Cloud Development Kits (CDK) synthesize to underlying tooling (CloudFormation in AWS’s case). This means:

  • You write code that generates configuration
  • That configuration is then deployed by another tool
  • The synthesis step adds complexity and potential for divergence

Misting does not synthesize to another format. The Misting library directly interacts with cloud providers through its plugin system. There is no intermediate representation that might drift from your intent.

Compared to Direct API Usage

You could, of course, call cloud provider APIs directly. This gives maximum control but requires you to:

  • Track what resources you have created
  • Detect changes and calculate diffs
  • Handle ordering and dependencies
  • Manage idempotency and error recovery

Misting provides these capabilities as a library. You get the control of direct API access with the convenience of managed state and change detection.

When to Use Misting

Misting is particularly well-suited for scenarios where infrastructure management must be integrated into larger systems.

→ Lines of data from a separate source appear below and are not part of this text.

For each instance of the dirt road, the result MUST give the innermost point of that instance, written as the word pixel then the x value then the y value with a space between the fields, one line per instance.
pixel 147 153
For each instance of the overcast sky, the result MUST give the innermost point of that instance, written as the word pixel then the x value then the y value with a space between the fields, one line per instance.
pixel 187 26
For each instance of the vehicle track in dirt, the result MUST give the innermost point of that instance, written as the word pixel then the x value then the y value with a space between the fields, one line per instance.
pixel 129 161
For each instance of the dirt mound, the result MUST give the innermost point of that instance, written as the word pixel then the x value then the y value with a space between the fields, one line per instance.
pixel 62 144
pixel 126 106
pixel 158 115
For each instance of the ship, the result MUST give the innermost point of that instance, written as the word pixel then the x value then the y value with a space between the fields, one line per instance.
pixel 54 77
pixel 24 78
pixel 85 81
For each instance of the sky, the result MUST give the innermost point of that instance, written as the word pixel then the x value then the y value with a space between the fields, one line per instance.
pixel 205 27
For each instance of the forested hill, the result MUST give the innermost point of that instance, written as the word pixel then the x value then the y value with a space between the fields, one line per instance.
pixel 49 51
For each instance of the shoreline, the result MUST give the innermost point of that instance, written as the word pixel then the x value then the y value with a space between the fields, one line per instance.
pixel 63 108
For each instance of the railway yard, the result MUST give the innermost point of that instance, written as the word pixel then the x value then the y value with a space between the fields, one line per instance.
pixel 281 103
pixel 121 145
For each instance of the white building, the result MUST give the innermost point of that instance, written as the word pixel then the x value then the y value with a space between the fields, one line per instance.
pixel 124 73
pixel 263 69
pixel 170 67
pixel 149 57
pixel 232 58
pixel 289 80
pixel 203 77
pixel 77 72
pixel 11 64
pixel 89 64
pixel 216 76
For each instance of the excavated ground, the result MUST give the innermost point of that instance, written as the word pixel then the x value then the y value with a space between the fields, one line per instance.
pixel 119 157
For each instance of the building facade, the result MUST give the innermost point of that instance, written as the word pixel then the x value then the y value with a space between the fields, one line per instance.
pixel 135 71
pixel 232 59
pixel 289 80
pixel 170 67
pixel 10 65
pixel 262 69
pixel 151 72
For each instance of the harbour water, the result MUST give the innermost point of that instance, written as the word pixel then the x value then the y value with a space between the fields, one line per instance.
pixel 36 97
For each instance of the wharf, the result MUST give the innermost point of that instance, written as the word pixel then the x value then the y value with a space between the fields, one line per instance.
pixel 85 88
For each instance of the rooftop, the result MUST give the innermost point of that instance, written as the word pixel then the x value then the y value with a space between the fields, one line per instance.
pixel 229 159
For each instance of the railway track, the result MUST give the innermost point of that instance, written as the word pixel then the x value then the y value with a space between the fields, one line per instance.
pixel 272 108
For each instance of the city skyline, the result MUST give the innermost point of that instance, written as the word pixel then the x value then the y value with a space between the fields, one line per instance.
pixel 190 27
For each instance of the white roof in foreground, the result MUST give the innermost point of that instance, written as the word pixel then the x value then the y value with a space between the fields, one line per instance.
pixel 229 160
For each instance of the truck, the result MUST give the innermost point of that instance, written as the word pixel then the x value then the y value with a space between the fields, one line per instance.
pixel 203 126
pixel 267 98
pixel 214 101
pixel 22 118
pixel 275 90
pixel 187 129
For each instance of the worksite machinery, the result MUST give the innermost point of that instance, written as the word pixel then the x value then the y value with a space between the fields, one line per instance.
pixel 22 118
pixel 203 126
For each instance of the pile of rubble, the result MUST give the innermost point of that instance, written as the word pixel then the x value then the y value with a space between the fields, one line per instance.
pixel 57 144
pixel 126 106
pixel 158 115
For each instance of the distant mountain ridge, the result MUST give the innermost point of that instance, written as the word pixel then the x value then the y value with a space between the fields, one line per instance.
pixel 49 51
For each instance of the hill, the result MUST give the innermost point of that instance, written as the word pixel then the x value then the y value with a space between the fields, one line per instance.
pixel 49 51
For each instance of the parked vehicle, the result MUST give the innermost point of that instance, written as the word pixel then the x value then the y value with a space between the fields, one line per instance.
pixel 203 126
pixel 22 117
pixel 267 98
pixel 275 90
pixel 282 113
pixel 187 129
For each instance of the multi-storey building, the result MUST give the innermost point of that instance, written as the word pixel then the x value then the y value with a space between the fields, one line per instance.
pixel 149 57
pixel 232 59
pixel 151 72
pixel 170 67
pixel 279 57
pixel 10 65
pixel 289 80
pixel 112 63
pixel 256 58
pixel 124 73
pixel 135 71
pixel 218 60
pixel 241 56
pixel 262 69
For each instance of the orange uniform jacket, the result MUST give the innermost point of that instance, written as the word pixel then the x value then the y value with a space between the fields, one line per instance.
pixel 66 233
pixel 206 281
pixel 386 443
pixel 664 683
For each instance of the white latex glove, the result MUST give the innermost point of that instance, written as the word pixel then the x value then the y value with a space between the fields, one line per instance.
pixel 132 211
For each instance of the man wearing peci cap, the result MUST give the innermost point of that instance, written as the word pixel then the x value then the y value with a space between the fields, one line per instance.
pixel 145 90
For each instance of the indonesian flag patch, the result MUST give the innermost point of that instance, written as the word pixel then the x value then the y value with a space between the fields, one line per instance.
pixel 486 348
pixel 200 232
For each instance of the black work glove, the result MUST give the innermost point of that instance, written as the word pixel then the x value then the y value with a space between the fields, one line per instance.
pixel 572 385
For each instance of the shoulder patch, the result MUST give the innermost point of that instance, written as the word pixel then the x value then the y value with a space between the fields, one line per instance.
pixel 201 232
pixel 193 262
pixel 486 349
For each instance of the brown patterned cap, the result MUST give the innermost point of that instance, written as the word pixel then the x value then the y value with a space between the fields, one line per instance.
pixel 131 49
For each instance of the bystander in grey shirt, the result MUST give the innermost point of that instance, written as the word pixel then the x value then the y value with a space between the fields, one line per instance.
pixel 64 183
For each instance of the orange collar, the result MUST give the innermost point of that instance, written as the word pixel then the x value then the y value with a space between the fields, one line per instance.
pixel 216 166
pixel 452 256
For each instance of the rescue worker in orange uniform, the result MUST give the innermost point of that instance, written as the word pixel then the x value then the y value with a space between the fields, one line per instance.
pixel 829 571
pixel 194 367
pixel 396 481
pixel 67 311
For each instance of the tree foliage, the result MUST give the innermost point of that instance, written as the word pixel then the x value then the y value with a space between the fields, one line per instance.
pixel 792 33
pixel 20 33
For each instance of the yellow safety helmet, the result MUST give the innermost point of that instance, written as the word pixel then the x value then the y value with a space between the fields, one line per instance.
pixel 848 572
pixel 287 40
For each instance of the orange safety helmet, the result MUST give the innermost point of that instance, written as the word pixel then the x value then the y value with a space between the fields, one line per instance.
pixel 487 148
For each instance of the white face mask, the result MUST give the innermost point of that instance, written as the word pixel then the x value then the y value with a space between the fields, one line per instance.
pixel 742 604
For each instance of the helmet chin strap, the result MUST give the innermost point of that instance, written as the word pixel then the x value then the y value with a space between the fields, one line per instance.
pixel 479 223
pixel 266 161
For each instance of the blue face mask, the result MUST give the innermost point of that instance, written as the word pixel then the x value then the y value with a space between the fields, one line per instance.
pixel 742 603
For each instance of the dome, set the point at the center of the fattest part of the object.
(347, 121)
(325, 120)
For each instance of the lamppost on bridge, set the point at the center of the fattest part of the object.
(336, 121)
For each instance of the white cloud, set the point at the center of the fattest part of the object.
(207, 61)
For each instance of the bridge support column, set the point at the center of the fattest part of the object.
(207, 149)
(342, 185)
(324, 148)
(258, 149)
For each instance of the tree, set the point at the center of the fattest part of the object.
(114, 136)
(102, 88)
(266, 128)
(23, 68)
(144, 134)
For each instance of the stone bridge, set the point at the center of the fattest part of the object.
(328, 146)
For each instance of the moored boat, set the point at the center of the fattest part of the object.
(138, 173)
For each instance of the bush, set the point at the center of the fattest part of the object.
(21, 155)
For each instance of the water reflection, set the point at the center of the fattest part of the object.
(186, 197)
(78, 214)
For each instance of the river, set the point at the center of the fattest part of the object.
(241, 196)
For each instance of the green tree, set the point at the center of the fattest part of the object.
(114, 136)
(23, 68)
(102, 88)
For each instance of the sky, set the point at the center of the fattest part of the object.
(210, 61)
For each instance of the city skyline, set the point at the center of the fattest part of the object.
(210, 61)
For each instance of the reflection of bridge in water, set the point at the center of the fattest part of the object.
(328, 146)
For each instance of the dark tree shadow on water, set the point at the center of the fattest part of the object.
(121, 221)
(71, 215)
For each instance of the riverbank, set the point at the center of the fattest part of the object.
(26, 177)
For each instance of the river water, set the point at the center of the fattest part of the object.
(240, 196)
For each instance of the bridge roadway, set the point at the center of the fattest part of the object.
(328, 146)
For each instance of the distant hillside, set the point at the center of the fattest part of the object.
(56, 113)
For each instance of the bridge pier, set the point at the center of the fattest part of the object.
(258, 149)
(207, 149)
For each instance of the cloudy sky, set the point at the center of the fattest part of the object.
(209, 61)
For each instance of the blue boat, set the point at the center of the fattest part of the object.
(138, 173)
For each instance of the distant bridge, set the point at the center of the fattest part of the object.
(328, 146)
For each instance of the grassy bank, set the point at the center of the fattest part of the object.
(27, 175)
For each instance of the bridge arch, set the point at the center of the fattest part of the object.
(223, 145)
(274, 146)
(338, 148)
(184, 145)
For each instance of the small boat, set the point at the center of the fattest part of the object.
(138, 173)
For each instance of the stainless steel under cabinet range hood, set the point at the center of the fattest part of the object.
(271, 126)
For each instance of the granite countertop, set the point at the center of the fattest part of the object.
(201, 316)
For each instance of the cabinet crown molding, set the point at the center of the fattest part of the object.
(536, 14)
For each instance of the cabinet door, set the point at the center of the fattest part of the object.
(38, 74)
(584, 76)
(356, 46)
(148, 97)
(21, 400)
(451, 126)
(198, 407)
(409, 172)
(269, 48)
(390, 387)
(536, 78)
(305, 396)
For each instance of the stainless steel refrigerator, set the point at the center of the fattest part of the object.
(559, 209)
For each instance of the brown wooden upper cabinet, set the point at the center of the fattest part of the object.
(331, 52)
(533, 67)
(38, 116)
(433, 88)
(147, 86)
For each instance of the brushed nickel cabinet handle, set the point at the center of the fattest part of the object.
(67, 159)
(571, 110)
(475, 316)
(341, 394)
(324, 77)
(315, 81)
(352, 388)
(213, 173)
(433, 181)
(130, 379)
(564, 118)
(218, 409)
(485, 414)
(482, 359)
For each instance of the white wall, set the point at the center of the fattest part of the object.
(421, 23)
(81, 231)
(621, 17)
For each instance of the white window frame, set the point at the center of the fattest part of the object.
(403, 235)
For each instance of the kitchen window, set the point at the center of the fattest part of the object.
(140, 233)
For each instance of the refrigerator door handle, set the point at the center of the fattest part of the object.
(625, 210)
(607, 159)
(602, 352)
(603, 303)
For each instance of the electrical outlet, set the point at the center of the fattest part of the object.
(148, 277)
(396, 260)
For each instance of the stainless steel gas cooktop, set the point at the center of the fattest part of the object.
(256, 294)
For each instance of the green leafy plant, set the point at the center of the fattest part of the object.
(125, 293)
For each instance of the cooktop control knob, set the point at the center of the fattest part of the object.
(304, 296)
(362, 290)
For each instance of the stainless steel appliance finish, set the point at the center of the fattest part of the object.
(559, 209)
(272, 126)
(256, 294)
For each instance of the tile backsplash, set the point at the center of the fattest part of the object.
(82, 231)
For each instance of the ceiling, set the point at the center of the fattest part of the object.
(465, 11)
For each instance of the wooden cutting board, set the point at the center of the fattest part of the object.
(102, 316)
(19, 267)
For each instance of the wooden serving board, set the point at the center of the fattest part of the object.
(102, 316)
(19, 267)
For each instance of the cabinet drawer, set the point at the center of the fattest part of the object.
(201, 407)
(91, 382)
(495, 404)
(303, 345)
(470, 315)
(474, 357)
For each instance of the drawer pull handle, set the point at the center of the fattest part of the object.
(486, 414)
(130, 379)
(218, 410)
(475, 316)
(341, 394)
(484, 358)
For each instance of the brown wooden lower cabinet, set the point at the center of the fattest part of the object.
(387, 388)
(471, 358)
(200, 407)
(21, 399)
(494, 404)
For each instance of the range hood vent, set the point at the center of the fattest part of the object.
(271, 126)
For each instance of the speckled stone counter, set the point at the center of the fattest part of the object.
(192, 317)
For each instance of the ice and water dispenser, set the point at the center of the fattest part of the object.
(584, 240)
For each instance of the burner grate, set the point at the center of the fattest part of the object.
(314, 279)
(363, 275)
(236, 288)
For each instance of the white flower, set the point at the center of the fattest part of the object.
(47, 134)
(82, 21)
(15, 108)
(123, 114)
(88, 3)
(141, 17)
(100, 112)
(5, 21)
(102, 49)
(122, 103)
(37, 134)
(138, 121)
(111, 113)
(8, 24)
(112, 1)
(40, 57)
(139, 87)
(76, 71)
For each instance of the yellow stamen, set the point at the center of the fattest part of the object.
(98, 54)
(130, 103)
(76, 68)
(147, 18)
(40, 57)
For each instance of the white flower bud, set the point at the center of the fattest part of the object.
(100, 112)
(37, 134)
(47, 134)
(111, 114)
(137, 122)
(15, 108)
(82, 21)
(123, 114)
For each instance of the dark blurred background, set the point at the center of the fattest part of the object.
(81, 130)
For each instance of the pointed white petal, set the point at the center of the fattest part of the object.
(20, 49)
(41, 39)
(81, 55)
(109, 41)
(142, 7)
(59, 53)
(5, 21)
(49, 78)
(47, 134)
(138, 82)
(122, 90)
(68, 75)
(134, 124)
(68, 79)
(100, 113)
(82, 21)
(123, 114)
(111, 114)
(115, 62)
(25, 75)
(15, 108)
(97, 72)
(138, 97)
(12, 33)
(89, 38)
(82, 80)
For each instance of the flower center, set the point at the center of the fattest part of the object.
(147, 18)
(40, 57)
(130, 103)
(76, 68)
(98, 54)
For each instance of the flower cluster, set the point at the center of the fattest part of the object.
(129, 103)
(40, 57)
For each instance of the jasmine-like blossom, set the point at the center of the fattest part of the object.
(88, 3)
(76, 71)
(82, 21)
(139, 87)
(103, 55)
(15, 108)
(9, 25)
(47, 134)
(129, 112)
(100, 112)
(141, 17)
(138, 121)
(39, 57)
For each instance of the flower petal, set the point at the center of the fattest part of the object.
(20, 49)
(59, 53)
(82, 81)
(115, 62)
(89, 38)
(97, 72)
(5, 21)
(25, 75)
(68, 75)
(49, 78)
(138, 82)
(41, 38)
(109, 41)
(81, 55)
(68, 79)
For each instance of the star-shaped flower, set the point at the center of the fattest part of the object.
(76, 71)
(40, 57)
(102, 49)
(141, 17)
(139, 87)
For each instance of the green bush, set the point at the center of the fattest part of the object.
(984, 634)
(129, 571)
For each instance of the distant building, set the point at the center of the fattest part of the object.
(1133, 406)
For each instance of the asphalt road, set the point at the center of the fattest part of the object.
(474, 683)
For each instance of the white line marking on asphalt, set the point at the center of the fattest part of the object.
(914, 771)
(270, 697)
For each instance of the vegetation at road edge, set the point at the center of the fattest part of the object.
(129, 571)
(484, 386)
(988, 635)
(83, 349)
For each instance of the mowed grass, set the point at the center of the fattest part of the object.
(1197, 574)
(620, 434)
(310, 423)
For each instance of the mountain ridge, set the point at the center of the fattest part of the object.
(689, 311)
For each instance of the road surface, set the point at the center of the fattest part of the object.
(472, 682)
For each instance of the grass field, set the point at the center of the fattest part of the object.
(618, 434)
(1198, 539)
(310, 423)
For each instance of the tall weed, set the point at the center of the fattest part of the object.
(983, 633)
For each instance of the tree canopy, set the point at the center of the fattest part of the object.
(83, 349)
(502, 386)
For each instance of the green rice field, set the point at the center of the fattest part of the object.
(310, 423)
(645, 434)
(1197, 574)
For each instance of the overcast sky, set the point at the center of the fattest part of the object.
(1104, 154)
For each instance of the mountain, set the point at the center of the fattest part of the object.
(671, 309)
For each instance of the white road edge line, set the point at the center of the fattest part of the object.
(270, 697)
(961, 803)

SaaS Platforms Provisioning Customer Infrastructure

When your SaaS product needs to provision isolated infrastructure for each customer (databases, networks, compute resources), Misting can run as part of your application. No external processes, no shell commands, just function calls.

Platform Engineering Tools

If you are building internal developer platforms, deployment pipelines, or infrastructure automation tools, Misting provides the building blocks. You can compose it with your own authentication, authorization, and orchestration logic.

Custom Infrastructure Management Solutions

When standard IaC tools do not fit your workflow, Misting’s library design lets you build exactly what you need. You control the user interface, the execution model, and the integration points.

Applications with Dynamic Infrastructure Needs

For applications that must create and destroy infrastructure at runtime (test environments, ephemeral workloads, scaling operations), embedding Misting avoids the overhead of shelling out to external tools.

What Misting is NOT

Understanding what Misting does not do is as important as understanding what it does.

Not a Standalone CLI Application

Misting is a library. It does not come with a command-line interface. If you want CLI functionality, use Mistup (which uses Misting internally) or build your own CLI around Misting.

Not a Configuration Language

Misting is a Rust library, not a configuration syntax. It can be used with Mistwrite (a declarative DSL) or programmatically from Rust code. But Misting itself does not parse configuration files.

Not a Cloud Provider

Misting does not communicate with cloud providers directly. It relies on plugins (like the Azure plugin) to handle provider-specific operations. Misting provides the orchestration; plugins provide the cloud connectivity.

Not a Secrets Manager

While Misting can mark values as sensitive and will avoid logging them, it does not store or manage secrets. Use a dedicated secrets management solution and provide secrets to Misting at runtime.

Not a Replacement for Understanding Cloud Resources

Misting helps you manage resources, but you still need to understand the resources you are managing. Misting will not prevent you from creating insecure configurations or making expensive mistakes. It executes the plan you define.

The Misting Value Proposition

The fundamental value of Misting is control. You get the benefits of managed infrastructure state and change planning without surrendering control of your application’s execution model.

If you need to:

  • Embed infrastructure management in an application
  • Build custom deployment workflows
  • Integrate with existing Rust codebases
  • Have fine-grained control over when and how deployments happen

Then Misting provides a foundation designed for exactly these requirements. It is the infrastructure management library that treats being a library as its primary purpose, not an afterthought.